El recorrido
triste de un corcho
Por: Miguel Carrandi Castro
Vivo en la punta de una loma. Inclinación urbana
que, en mis años de infancia, fue el circuito competitivo donde se
materializaron memorables torneos de chivichana entre los muchachos de la zona.
Todos los días llegaban niños de cualquier parte con sus rústicas escuderías al
hombro, dispuestos a demostrar sus habilidades cuesta abajo. A cualquier hora
se escuchaba el contagioso chirrido de las cajas de bolas haciendo tajos en el
asfalto. La Fuerza de Gravedad proporcionaba el necesario combustible a las
armazones de madera y metal por lo que una vez terminada la travesía recorríamos
el camino de vuelta a la cima para comenzar otro aventurero viaje. Así era siempre,
salvo cuando llovía, pues resultaba muy difícil tripular aquellos mágicos
artefactos sobre el pavimento mojado.
Entonces teníamos otro juego que seguramente más de
uno en mi barrio recuerda con agrado ¡Las carreras de corchos! Entre la acera y
la calle una profunda zanja devenía rio artificial por donde navegaban las
mencionadas cortezas flotantes, no importa si de una botella de refresco, vino
o jarabe. Todos teníamos un tarugo de esos guardado para la ocasión y por
increíble que parezca había algunos emblemáticos por su rápido desplazamiento y
capacidad para sortear obstáculos.
Ya nada en la loma de mi infancia es igual. Las
chivichanas parecen no despertar el mismo interés en las nuevas generaciones y ¡qué
decir de las carreras de corchos! Los más jóvenes sólo han escuchado a los de
mi generación hablar de ellas con nostálgica añoranza. La zanja sigue ahí, en
el mismo lugar, y corchos que floten hay por doquier. Por mi parte conservo aún
aquel tapón sintético que tantos buenos momentos me regaló, aunque creo que
nunca más lo usaré con ese fin. Mas, si algo aprendí de aquella sana recreación,
es que no en todos los casos el más adelantado se erige ganador.

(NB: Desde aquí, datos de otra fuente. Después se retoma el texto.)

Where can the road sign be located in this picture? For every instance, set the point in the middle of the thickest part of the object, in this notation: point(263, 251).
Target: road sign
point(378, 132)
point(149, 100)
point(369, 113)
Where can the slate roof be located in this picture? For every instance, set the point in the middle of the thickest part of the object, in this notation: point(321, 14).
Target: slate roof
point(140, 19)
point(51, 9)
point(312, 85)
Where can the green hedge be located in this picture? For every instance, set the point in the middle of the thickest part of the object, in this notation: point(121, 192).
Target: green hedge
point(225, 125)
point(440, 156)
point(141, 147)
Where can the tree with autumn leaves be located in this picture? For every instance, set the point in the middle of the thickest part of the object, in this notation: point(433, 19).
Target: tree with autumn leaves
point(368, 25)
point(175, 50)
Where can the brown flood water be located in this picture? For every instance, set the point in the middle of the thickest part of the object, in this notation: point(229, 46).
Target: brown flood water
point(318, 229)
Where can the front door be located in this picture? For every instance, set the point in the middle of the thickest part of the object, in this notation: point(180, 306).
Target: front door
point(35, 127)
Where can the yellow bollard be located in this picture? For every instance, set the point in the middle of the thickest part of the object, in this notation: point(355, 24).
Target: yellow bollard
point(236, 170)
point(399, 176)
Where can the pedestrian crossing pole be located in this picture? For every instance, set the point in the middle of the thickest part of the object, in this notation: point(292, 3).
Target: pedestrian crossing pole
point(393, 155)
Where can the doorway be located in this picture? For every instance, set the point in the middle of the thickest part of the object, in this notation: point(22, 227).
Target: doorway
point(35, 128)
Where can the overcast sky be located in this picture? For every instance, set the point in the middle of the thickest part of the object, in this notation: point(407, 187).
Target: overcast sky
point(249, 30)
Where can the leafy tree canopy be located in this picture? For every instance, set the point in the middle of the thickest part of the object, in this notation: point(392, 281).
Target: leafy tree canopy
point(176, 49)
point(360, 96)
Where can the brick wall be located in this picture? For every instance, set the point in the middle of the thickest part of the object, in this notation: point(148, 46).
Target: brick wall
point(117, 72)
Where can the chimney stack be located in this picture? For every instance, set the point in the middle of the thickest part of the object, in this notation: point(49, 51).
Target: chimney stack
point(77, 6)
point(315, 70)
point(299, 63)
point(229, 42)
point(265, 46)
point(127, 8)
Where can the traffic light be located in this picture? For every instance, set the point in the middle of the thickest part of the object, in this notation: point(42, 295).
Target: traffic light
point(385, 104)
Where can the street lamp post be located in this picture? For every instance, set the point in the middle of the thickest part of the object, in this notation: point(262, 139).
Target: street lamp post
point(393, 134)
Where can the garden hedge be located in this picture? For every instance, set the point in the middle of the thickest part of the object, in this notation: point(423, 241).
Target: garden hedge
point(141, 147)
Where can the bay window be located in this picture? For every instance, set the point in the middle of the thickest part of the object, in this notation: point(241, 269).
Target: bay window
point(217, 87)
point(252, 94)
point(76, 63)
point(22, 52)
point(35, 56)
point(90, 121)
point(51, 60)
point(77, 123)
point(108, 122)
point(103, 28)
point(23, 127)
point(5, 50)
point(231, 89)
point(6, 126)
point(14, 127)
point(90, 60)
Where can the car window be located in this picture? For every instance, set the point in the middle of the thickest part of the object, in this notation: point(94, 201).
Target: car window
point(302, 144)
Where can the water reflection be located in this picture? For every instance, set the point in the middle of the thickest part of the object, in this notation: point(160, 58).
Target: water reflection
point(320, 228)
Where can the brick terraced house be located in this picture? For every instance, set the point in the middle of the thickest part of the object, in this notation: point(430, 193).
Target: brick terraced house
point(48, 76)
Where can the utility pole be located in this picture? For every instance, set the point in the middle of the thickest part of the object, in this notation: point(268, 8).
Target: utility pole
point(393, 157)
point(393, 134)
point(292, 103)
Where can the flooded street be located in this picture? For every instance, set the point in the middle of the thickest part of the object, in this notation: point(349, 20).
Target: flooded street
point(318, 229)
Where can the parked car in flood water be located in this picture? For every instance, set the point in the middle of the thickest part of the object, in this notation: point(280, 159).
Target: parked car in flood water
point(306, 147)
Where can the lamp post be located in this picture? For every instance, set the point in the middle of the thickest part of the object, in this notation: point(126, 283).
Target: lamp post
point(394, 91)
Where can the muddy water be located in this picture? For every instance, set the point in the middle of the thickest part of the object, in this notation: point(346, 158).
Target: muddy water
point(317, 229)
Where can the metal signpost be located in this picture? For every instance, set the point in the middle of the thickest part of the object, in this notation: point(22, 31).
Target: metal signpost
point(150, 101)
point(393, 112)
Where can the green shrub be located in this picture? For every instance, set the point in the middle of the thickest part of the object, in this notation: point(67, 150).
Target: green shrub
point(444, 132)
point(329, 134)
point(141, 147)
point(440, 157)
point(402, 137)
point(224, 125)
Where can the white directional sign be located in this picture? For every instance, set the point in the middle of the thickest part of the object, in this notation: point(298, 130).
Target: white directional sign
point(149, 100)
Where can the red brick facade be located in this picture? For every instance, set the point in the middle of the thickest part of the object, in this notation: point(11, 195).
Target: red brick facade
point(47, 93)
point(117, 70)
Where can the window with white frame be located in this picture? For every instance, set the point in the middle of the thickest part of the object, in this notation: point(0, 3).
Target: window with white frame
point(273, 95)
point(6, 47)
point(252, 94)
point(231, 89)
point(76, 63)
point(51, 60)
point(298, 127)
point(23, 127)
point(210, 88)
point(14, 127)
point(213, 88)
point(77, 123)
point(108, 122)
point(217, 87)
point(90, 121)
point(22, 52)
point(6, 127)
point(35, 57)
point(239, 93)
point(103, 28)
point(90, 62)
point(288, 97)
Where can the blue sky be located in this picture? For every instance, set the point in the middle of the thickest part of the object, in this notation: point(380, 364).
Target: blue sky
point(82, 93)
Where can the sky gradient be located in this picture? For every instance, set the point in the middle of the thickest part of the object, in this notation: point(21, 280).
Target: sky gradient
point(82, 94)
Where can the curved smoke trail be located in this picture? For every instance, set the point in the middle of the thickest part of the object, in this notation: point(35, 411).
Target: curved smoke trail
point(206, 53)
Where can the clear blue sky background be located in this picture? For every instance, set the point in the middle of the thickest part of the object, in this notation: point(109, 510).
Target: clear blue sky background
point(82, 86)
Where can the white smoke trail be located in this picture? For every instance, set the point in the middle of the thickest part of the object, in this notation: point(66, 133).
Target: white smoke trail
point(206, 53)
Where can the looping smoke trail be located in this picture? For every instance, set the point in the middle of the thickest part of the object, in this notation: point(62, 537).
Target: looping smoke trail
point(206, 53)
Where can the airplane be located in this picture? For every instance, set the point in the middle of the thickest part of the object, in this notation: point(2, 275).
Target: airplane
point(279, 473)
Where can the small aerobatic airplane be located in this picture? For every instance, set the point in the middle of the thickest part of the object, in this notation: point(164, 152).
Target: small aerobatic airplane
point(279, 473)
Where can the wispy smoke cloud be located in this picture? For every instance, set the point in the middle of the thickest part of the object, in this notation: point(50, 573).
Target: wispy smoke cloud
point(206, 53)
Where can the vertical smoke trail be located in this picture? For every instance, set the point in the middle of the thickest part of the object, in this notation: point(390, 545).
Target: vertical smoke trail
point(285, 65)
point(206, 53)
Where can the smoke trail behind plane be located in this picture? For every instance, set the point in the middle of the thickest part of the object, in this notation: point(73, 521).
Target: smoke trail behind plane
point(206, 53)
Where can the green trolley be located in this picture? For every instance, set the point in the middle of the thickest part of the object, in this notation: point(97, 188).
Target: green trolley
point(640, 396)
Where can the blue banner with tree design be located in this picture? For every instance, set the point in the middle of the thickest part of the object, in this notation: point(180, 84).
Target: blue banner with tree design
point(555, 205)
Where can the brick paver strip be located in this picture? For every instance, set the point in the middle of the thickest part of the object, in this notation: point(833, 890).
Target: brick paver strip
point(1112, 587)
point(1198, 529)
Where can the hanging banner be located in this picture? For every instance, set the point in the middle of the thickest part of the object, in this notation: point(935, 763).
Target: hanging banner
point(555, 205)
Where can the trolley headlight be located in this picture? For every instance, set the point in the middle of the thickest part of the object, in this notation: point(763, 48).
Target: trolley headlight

Hay hombres y mujeres con espíritu de corcho. Van
por la vida flotando a donde la corriente los lleve, no interesa si el rumbo
tiene que variar de manera radical. Lo importante es navegar. Estos monigotes
del viento se caracterizan por sonreír siempre hacia arriba. Los identifica una
rara habilidad para estar de acuerdo: como si su cuello estuviera equipado por
un extraño resorte que provoca en su cabeza el eterno movimiento afirmativo. Son
seres de proceder impredecible, pues su falta de criterio los convierte en
marionetas de titiriteros anónimos, aunque a veces todo el mundo sabe quien mueve
los hilos.
Sufren de peligrosos trastornos de identidad: unos
cuando hablan contigo y otros cuando lo hacen de ti. Poseen un don para cambiar
el pasado: ayer los viste actuar de una manera y ya hoy eso nunca sucedió. Por
regla general padecen de pérdida de memoria y, cuando la soga se aprieta un
poco, aplican la técnica de: “donde dije digo, digo Diego”.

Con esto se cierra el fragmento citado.